私の本が出版された。先週の木曜日、出版社から完成本が、とりあえず20冊届いた。著者献本10冊と、営業用の献本10冊である。「著者献本」、なんと響きの良い言葉だろう。

 著書の詳細は→こちら

 文筆家でも学者でもない一般人が、自費出版ではなく、出版社の企画で本を出すというのは、極めて稀なことらしい。その機会を与えてくれたプレアデス出版のA氏には、何度お礼を言っても足りないくらいである。

 最初にA氏から話が来たのは2006年の12月であった。信州に関する検索をしていて、大竹工房のホームページにたどりつき、「木と木工のお話」などの記事を読んで、企画を思い付いたそうである。そういう事を夢見て、ホームページに記事を書き続けていたという経緯は有ったが、現実にシンデレラ・ストーリーが我が身に起こったときは、信じられない気持だった。

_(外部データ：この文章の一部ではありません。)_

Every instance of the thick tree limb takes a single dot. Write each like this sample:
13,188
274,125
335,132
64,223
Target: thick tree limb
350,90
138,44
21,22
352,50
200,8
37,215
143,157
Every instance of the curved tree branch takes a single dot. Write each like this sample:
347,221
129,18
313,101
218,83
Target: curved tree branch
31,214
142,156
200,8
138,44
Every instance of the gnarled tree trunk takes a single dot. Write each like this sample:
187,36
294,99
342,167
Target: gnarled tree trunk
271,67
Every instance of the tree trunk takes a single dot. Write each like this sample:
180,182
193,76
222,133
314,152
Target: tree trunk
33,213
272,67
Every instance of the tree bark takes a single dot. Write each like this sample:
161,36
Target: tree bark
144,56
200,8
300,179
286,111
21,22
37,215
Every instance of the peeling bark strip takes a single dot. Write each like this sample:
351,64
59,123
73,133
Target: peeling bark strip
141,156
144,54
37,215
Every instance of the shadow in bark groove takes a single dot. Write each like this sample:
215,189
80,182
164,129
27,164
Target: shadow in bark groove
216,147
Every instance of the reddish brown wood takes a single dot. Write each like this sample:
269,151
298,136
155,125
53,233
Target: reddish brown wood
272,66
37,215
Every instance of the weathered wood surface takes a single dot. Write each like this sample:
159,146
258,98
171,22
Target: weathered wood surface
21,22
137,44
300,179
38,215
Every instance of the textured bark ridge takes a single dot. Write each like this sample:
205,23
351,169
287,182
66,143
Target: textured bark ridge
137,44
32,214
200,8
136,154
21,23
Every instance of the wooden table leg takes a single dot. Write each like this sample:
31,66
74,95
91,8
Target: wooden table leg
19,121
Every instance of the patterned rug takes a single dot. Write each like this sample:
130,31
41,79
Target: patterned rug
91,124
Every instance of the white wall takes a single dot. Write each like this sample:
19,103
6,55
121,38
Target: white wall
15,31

 A氏にはいろいろ指導され、教えられた。私は初めて、自分の楽しみで書く文章と、商品としての本に求められる文章との違いを知らされた。考えてみれば、木工家具作りだって、プロとアマではスタンスの違いがある。しかし、慣れきってしまうと、意外とそういう違いに気が付かなくなる。自分の作品と世間との関わりを再認識するという意味でも、今回の出版は貴重な経験となった。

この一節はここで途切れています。